When it comes to consumption levels, the picture for grain-based foods may not appear favorable, but even here, signs may be cited of trends moving in a generally positive direction. Bread and rolls are among a wide range of staple food categories that saw overall volumes decline in 2011, at least within the principal channels tracked by Information Resources, Inc. Overall, 14 of the Top 20 food categories experienced decreases in 2011, a figure that narrowed to 10 a year later. In the case of fresh bread and rolls, the gaping 4.2% drop in sales in 2011 shrunk to a more modest 1.7% in 2012. New data indicating January-June 2013 US flour production at record levels reinforce the sense of grain-based foods’ resilience.

The retail marketplace itself has presented baking with more difficulties as well as opportunities than in a long time. Super-sized stores appear to have lost their retail leadership as an increasing number of companies focus on outlets centered on convenience and smaller size. Foodservice growth, in face of difficult economic times, and expanded attention to convenience foods for home preparation have brought new attention to innovation.

It is the new products with new features that capture the attention of consumers who continue to focus on weight reduction and healthful eating.

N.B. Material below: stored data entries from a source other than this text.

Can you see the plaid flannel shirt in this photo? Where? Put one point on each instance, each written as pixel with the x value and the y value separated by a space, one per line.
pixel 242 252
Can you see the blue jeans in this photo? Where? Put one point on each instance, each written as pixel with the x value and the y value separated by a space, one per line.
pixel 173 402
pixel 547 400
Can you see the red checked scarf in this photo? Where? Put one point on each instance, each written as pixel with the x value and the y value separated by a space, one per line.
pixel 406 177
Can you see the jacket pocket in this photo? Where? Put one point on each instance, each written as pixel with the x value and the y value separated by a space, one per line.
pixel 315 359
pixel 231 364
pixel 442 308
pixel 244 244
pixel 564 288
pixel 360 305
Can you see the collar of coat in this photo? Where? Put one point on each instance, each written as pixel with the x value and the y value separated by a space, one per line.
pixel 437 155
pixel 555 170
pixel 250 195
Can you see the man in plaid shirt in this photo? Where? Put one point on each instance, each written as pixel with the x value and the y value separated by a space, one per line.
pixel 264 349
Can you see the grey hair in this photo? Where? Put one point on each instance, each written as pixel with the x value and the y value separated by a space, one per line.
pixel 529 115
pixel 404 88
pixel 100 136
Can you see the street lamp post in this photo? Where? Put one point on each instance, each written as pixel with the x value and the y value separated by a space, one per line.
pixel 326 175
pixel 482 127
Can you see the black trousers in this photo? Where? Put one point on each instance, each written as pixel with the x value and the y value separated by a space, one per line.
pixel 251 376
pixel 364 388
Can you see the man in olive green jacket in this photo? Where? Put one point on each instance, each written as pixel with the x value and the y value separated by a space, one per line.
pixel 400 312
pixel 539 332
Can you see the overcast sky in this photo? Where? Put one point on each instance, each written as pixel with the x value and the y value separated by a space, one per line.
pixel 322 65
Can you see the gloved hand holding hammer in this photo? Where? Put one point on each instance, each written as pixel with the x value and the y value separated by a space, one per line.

Little change has been observed in the power of these forces in winning retail attention, a consideration for bakers as the industry contemplates the chances of regaining some of the market share lost during the prior recession.

Still, the industry must face up to challenges from those who, for a never ending variety of reasons, question the healthfulness of grain-based foods. Most recently, the traction gained by advocates of gluten-free eating, even for the vast majority of the public free from celiac disease, represents a hurdle that must be overcome. Through public advocacy, the pursuit of greater efficiency and a heightened commitment to product innovation, bakers will find real cause for optimism as they look ahead to IBIE 2013 and beyond.